Pinwheel Quilt, Archival inkjet print of digital photo collage, 47"x43", 2015

Pinwheel Quilt, Archival inkjet print of digital photo collage, 47"x43", 2015

Artist Statement

Designs for Walls, Screens, Curtains and Other Security Blankets (working title)

Do security camera and other safety imaging devices make us feel more secure? Or their detailed and time-stamped freeze frame images faithful witnesses to the aftermath of violent events? This series of digital collages are inspired by images of violence captured on security cameras. As the cameras attempt to reveal the hidden identity of the perpetrators, their ubiquity also mask the fear that we all have come to accept in our daily lives.

The series addresses the omnipresence of security surveillance cameras and how they desensitize our concerns for civil liberty. The domestic images of curtain fabric, quilts, wallpaper and rugs, things that we live with and often take for granted, become metaphors for how we are living with the constant presence of surveillance.

Flooding on the Mississippi, Hannibal, Missouri, 2019, Gelatin Silver Print, 15”x15”

Flooding on the Mississippi, Hannibal, Missouri, 2019, Gelatin Silver Print, 15”x15”

Americana

Using medium-format film and silver gelatin prints, the "Americana" portfolio examines issues such as the legacy of slavery, colonization of Native America and the subtle as well as dramatic manifestations of climate change in the US. 

Viewers are invited to re-contextualize the photographs of memorials such as Indian burial mounds and statues of Ponce de Leon as evidence of crime against humanity, thus recentering the histories of racism, colonialism and slavery within our collective past. The complex problems of land use and ownership are examined through the economic and political impacts of climate change. For example, the fact that wind turbines and bio-fuel production co-exist in a "red" state show us that the climate change debate is much more than a partisan political issue.

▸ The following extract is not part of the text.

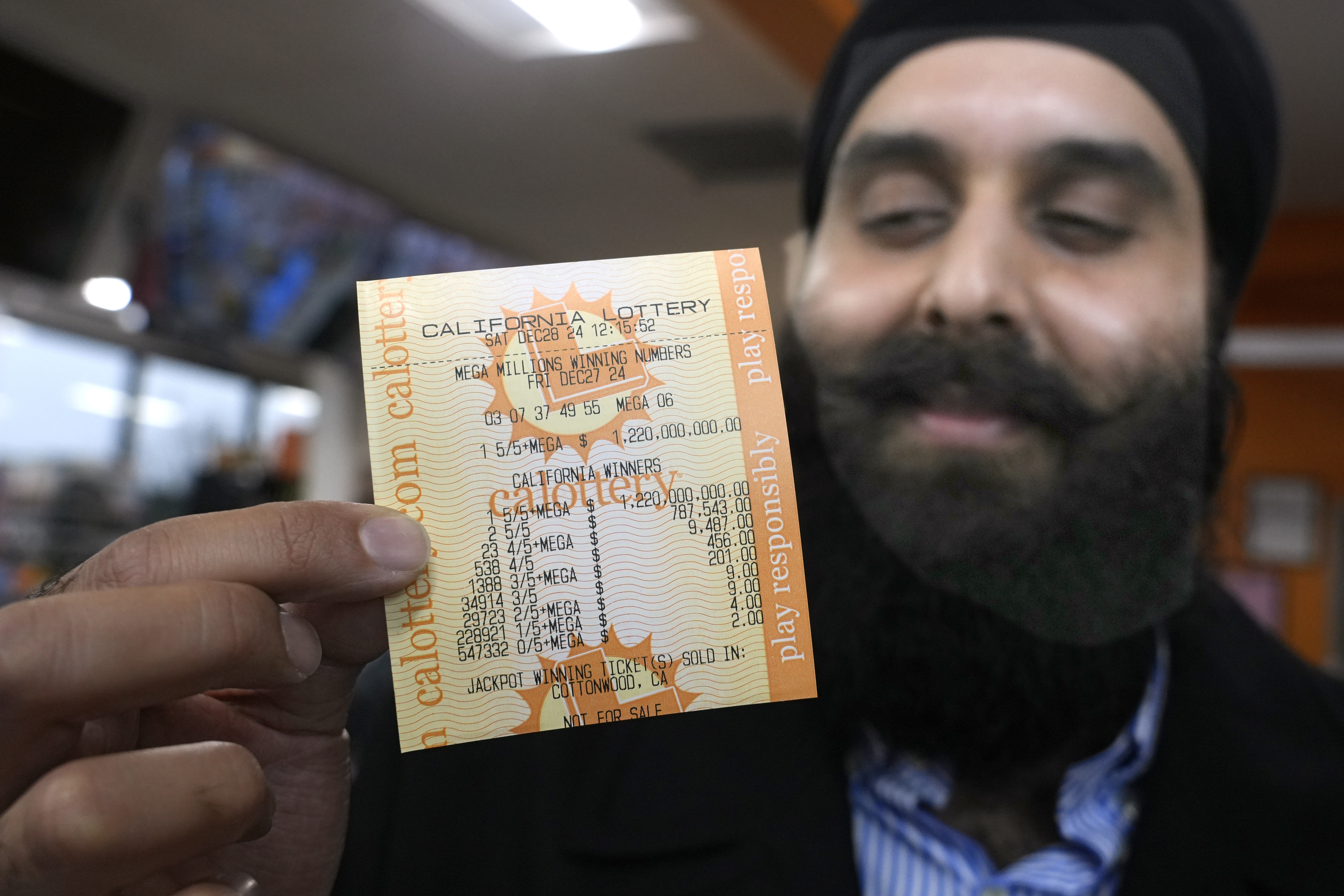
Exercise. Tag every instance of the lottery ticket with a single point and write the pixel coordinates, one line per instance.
(600, 456)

Processional, 4k UHD single channel video projection. Based on a photograph by Macus Yam

Photos w/o Words

Photos w/o Words is a project that explores the use of color half-tone dots in producing off-set printed photographs. The dots are the fundamental mechanism by which colors and images are produced and read. Our understanding of the meaning behind these images are based on a confluence between what we see-the visual mixing of colors and what we know-our personal semiotics of images. Found photographs from printed newspapers are scanned into digital images and made into short videos using the "dynamic zooming" technique commonly referred to as the Ken Burns Effect. This technique directs the viewers to see the different parts of the photograph in a designed sequence. The zooming effect simulates the act of flying. The half-tone dot patterns, when shown on a video screen, also produce the sense of vibration because of the so-call Moiré patterns. These effects are designed to activate the viewers and lengthen the reading of the images.